Date of Award

Fall 2025

Project Type

Dissertation

Program or Major

English

Degree Name

Doctor of Philosophy

First Advisor

James Krasner

Second Advisor

Robin Hackett

Third Advisor

Sandya Shetty

Abstract

Though the Victorian era is often viewed as “the age of female novelists,” many of the most prolific and popular women writers of the time have been belittled, ignored, and forgotten. While the feminist literary recovery work of the 1980s and 1990s has brought many of these women back into scholarly consciousness, they have still not gained the respect given to their more famous yet less prolific contemporaries: the Brontë sisters, George Eliot, and Elizabeth Gaskell. In this dissertation, I argue that the reason can be found in a criticism frequently applied to these women writers both in their own time and ours: “She wrote too much.” The overproduction critique rose out of Victorian biases about class and gender and encompasses three other major criticisms: the writer worked within popular genres, the writing was poor quality, and the writer wrote to make money rather than to create art.

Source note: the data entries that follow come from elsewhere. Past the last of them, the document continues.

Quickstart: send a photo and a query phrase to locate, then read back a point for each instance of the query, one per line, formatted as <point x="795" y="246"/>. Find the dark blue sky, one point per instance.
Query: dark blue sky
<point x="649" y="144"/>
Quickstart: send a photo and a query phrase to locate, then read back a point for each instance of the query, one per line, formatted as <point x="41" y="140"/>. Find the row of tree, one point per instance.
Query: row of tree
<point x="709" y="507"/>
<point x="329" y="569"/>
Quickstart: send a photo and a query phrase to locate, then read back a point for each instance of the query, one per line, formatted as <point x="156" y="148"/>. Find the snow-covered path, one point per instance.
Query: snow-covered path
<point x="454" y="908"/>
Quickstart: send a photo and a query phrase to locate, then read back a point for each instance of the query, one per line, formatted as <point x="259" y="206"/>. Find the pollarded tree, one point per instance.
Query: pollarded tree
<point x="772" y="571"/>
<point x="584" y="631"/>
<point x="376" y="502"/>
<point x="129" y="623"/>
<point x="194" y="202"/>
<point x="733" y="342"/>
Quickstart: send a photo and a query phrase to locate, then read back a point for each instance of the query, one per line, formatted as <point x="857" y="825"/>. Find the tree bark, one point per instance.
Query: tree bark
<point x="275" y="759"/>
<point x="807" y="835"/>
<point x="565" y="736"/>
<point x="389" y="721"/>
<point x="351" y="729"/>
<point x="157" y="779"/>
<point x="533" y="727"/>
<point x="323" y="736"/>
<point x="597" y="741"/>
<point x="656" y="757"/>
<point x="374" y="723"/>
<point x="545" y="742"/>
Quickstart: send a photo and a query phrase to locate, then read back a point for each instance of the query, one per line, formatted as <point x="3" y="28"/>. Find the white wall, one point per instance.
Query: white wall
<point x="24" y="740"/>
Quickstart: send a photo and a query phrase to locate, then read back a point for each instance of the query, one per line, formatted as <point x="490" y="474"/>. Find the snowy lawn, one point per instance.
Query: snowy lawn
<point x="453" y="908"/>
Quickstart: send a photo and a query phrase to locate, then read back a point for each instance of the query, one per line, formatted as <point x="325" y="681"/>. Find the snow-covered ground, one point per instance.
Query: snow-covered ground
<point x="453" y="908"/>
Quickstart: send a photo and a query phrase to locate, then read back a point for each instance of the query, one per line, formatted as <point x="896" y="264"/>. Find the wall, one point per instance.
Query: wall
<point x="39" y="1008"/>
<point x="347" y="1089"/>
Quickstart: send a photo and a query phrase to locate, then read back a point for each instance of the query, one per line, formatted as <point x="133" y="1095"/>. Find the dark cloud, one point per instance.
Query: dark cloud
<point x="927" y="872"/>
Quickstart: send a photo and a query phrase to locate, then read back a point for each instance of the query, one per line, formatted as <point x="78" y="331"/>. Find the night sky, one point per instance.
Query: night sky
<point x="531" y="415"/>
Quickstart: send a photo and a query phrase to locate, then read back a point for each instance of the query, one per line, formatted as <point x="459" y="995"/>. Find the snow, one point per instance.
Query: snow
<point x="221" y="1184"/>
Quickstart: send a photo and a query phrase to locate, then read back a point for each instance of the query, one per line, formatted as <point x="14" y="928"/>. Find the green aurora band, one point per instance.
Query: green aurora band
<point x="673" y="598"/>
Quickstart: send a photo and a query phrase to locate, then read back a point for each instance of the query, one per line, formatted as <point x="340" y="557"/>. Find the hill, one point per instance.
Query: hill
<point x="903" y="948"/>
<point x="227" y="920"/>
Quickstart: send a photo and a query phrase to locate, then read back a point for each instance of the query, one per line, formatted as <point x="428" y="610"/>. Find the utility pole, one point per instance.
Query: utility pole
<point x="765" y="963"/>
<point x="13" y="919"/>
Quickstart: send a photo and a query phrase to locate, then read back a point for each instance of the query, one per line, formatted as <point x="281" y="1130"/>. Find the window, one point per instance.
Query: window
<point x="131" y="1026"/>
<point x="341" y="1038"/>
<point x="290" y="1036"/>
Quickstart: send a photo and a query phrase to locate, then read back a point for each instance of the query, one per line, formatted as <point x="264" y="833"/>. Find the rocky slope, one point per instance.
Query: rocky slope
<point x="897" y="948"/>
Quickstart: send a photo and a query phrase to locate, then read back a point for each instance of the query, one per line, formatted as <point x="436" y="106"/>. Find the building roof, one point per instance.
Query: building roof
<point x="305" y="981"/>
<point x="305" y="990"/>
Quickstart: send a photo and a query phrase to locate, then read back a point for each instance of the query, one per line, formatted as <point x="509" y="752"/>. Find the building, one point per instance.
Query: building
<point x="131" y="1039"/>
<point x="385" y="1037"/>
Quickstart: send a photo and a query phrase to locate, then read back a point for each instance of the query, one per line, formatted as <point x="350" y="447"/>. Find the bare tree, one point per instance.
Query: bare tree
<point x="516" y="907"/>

Women writers were often labelled as popular novelists writing for the lower classes while male writers were viewed as high culture novelists writing for an educated, upper-class audience. These biases have carried over into twentieth- and twenty-first-century criticism, resulting in the disparity found in the modern literary canon.My dissertation focuses on three women novelists from between the 1850s and 1880s: Margaret Oliphant, Charlotte Riddell, and Mary Elizabeth Braddon. Through close readings of their works, letters, and lives, I examine the accusations of overproduction faced by these authors, their responses to these accusations, and how these accusations have affected their reputation and canonicity over time. I also use a distant reading approach to show the overproduction critique as a systemic problem in the modern canonization of women writers. While the biases resulting in the overproduction critique began in the Victorian era, they were not left behind as time moved forward. By dismantling the overproduction critique and how it has been used to suppress Victorian women’s writing, my research asks readers to examine society’s negative attitudes toward the many modern women writers and artists who, like their nineteenth-century predecessors, are accused of writing too much.